We last tinkered with the journals list in 2022, so a refresh was long overdue.
At the moment Trip takes content from PubMed in three main ways:
- A filter to ID all the RCTs in PubMed, whatever the source.
- A filter to ID all the systematic reviews in PubMed, whatever the source.
- All the articles from a core set of journals.
Core journals
When we first added journals to Trip around 1998–99, we started with 25 titles. This number grew to 100, then 450, and as of today, we include just over 600 journals. With the upcoming launch of our clinical Q&A system, we felt it was a good time to review our journal coverage with the aim of expanding it further.
We took a multi-step approach:
- The Q&A system uses a categorisation framework based on 38 clinical areas.
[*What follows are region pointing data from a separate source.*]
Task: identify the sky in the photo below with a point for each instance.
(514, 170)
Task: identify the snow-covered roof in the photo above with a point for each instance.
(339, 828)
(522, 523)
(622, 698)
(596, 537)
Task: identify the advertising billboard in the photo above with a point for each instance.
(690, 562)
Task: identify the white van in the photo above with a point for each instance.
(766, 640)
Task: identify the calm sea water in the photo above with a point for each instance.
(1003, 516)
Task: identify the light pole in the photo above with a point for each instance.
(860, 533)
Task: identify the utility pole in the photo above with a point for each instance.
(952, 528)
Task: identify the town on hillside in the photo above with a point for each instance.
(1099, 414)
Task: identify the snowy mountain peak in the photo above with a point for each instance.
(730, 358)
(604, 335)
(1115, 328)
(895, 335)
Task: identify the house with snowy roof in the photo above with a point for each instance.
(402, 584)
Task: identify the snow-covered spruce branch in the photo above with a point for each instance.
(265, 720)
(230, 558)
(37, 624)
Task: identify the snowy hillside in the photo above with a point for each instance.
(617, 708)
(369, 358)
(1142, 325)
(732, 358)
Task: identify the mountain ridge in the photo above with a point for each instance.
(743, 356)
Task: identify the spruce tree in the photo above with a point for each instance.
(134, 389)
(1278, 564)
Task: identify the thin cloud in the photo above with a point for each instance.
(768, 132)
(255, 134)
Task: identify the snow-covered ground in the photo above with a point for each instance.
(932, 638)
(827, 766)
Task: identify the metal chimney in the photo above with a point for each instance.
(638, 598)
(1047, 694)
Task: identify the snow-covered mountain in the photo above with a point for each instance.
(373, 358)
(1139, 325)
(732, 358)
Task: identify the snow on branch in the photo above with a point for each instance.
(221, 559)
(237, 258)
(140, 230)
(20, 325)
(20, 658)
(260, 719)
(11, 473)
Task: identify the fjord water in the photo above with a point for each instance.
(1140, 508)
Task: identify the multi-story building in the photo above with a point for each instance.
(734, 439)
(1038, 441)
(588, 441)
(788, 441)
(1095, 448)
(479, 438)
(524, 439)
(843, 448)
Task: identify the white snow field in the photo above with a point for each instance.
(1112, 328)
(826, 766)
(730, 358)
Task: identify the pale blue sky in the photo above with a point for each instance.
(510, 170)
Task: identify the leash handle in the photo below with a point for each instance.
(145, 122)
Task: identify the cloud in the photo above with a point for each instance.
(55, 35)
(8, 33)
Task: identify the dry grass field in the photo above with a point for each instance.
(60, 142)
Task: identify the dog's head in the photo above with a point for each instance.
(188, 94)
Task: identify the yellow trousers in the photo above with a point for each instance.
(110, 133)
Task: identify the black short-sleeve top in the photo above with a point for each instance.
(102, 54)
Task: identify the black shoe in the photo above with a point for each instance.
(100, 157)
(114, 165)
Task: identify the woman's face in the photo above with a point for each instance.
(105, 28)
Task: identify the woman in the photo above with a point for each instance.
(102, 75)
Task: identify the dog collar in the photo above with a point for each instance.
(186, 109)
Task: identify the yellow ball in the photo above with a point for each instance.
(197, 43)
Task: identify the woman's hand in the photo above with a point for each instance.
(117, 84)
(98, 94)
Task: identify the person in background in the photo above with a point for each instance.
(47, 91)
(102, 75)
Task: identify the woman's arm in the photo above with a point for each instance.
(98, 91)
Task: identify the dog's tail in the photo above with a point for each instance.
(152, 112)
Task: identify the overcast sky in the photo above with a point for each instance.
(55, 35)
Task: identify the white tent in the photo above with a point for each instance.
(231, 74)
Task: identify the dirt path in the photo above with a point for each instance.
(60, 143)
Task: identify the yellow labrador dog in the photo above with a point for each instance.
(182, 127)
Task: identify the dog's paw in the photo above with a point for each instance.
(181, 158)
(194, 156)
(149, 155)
We used these categories to identify relevant journals in each category.
- We excluded journals that do not support clinical practice—such as those focused on laboratory-based research.
- We removed journals already included in Trip.
- From the remaining titles, we selected those with the strongest impact factors for inclusion.
Additionally, since impact factors can undervalue newer journals, we manually identified promising new titles likely to be influential – such as NEJM AI – and added them as well.
The outcome of our review: we identified 281 new journals, which we’ll be adding over the next few days. This will bring our total to just under 900 journals. That feels about right—representing roughly 20% of all actively indexed journals in PubMed.
While we may continue to add the occasional journal in the future, it’s unlikely we’ll see an expansion of this scale again. There’s always a balance to strike between broad coverage and introducing noise – and we believe we’ve judged it well.